Un cheval blanc s’agenouille et meurt. Des veaux sont décapités. Un travailleur fredonne La Mer de Charles Trenet.
Premier film de Georges Franju (il avait coréalisé en 1935 un court métrage, Le Métro, avec Henri Langlois, avec qui il fonda, en 1936, la revue Cinéma/Tographe et la Cinémathèque française), Le Sang des bêtes plonge le spectateur dans des lieux inconnus du grand public, les abattoirs de la Villette, le long du canal de l’Ourcq, et ceux de Vaugirard, Porte de Vanves.
Des plans du marché aux Puces à ceux de l’abattage d’un cheval, le choc est brutal. De ces images apparemment disparates, difficilement soutenables, naît un lyrisme brutal. Car le cinéaste a cherché à « restituer au réel documentaire son apparence d’artifice et au décor naturel son propre aspect de décor "planté" » (Georges Franju, Saint-Cinéma-des-Prés n°3, 1950)

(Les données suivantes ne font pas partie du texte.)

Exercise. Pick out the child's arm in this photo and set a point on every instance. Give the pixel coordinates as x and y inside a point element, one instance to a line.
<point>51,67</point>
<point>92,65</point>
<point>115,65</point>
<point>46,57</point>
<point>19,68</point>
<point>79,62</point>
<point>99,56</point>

Puissant documentaire vériste baigné par le génie poétique de son auteur, le court métrage offre des images d’une sombre et dérangeante beauté (le sang fumant des bêtes dans le froid glacial), filmant une industrie de mort : « Parce qu’il faut bien manger et faire manger les autres ».
« Pas une prise de vue qui n’émeuve, presque sans motif, par la seule beauté du style de la grande écriture visuelle. Certes le film est pénible. Sans doute l’accusera-t-on de sadisme parce qu’il empoigne le drame à pleines mains et ne l’élude jamais. Il nous montre des tueurs sans haine dont parle Baudelaire. Il nous montre le sacrifice des bêtes innocentes. Il arrive parfois à rejoindre la tragédie par la terrible surprise de gestes et d’attitudes que nous ignorions et en face desquels il nous pousse brutalement. Le cheval frappé de front et qui s’agenouille, déjà mort. Les réflexes de veaux décapités qui s’agitent et semblent se débattre. Bref un monde noble et ignoble qui roule sa dernière vague de sang sur une nappe blanche où le gastronome ne doit plus songer au calvaire des victimes dans la chair desquelles il plante sa fourchette. » (Jean Cocteau, Paris-Presse, 9 septembre 1949)
Le Sang des bêtes
France, 1949, 22min, noir et blanc, format 1.37
Réalisation & scénario Georges Franju
Commentaire Jean Painlevé
Photo Marcel Fradetal
Musique Joseph Kosma
Montage André Joseph
Production Paul Legros, Forces et voix de la France
Avec Nicole Ladmiral (la voix de la narratrice), Georges Hubert (la voix du narrateur)
Restauration réalisée à partir d'un scan 4K des négatifs originaux par le laboratoire du CNC. Son restauré par les équipes de l'Image Retrouvée (Paris).